RuntimeError: mat1 and mat2 shapes cannot be multiplied (64x1 and 3x128)

    def update(self, batch_size):
        states, actions, rewards, next_states, _ = self.memory.sample(batch_size)
        states = torch.FloatTensor(states)
        states = states.unsqueeze(1).expand(-1, 1)
        actions = torch.FloatTensor(actions)
        rewards = torch.FloatTensor(rewards)
        next_states = torch.FloatTensor(next_states)

        # Critic loss
        Qvals = self.critic.forward(states, actions)
        next_actions = self.actor_target.forward(next_states)
        next_Q = self.critic_target.forward(next_states, next_actions.detach())
        Qprime = rewards + self.gamma * next_Q
        critic_loss = self.critic_criterion(Qvals, Qprime)
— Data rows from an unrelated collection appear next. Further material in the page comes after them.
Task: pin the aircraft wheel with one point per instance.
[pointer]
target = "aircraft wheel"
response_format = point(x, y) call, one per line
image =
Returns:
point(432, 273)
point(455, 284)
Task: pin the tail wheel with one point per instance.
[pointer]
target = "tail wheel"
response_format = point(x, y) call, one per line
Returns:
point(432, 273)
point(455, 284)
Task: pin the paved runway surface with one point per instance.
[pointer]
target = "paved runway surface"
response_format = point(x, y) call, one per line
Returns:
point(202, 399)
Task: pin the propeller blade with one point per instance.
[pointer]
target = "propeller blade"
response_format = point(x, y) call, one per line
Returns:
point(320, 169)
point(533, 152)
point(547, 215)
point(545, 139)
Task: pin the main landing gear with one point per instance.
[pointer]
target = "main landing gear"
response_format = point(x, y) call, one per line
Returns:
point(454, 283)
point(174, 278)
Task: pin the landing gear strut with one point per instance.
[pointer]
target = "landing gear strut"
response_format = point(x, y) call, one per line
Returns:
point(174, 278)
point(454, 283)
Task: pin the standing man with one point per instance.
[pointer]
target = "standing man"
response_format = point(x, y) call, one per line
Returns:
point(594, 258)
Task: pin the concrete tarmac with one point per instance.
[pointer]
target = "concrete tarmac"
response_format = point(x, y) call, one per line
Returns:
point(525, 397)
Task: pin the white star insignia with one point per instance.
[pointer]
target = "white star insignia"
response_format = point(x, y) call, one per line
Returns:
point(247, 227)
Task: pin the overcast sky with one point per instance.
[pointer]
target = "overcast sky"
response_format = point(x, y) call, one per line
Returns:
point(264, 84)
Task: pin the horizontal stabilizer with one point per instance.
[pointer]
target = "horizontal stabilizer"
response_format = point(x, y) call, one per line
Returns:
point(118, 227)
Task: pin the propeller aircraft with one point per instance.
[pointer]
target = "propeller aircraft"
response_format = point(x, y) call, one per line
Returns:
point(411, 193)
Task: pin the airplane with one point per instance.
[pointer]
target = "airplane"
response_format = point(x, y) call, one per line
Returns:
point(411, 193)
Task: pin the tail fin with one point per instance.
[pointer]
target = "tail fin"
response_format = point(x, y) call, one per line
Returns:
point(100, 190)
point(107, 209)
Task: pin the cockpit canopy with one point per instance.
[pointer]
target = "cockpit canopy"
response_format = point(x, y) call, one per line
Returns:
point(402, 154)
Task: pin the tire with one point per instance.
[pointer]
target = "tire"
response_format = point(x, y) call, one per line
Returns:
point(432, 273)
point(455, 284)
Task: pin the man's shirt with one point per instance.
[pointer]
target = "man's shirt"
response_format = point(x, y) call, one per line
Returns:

So, if state is a batch of scalars, it makes sense why you’re getting a mis-match within x = F.relu(self.linear1(state)), perhaps change self.linear1 to be of size [1, 128]? rather than [3,128]?

how can this change be made?

change the state_size to 1 rather than 3 will make it pass through that layer. If you’re sure the state_size is 3, then the issue lies with state instead

I am sure about state_size being 3. but state issue seems unsolvable!

So, state_batch is a list of 64 elements which are purely scalars? So, state_batch[0].shape would return 1? If that’s true, and you’re sure state_size is 3 then something’s wrong with the state_batch variable!

state_bacth[0].shape returns ().
the state_bacth[0] returns a scalar.

So, that explains the mis-match issue. Either state_batch should be of size [64,3] or state_size should be of size 1.